A goal of the industry has been to get heifers into the milking herd as soon as possible. Previous research has indicated that long day photoperiod can lead to leaner growth, greater mammary development, and lower the age to puberty by an average of one month.  One study determined that breeding and calving of the heifers in the long day photoperiod occurred earlier than heifers in a short day photoperiod.  Even though long day photoperiod heifers had a lower body weight, they did not experience limited skeletal growth.  Instead, they had lower body condition scores because they were using the energy that they consumed for skeletal growth.  Feed intakes did not differ between the short day photoperiod and long day photoperiod groups and long day photoperiod heifers spent less time at the feed bunk, which would suggest they were more feed efficient.  The long day photoperiod heifers also had higher milk production throughout the first 5 DHI tests.

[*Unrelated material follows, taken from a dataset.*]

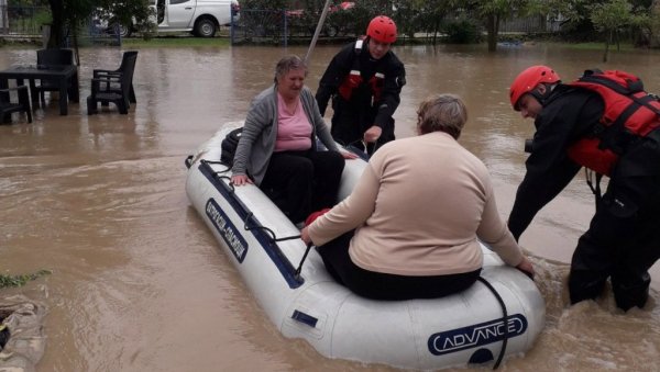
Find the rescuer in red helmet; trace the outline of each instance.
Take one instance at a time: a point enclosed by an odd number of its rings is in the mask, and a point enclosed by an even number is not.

In one of the first studies looking at differences in the growth between heifers with supplemented lighting (16 hours) and natural lighting, heifers in the supplemented lighting group had a larger heart girth size of about 1.6 inches after the 16-week trial.  These heifers also averaged 1.9 pounds of daily gain compared to the 1.7 pounds for the heifers in a natural lighting scheme.

Dry Cows Need Less Light

Dry cows have the opposite effect with a long day photoperiod compared to lactating cows and heifers.  Providing dry cows with a short day photoperiod leads to higher milk production the next lactation.  One study has shown milk production increased 6.8 pounds per day in the next lactation.  Milk, fat and protein yields were also higher in the short-day photoperiod cows.  A short-day photoperiod also lead to 2.9 lbs more daily dry matter intake during the dry period.

Additional Management Factors

Farmers have many different protocols to increase milk production including manipulating the amount of light available throughout the day.  One practice that would yield significant results would be to start managing lighting at a young age.  Producers should provide long day photoperiod to their heifers to help increase dry matter intake and make them more feed efficient.  Providing a long day photoperiod would also allow them to breed heifers at an earlier age.  Dry cows benefit the most from a short day photoperiod, 8 hours of light and 16 hours of dark.    Dry matter intake increases when dry cows have shorter lighting periods.

With ever-narrower margins, dairy farmers are always seeking tools that will improve the productivity of their dairy farms.

First make the plan. Modernize and develop lighting on your dairy enterprise.

Then consider the finances. Sure there will be expenses but there will also be proven profitability.

The Bullvine Bottom Line

As we have learned, long-day light is a simple and well-proven technique to increase milk production and profitability.

Don’t make resolutions that you won’t follow through on.

Instead, make sure that you’re seeing your dairy herd in the right light!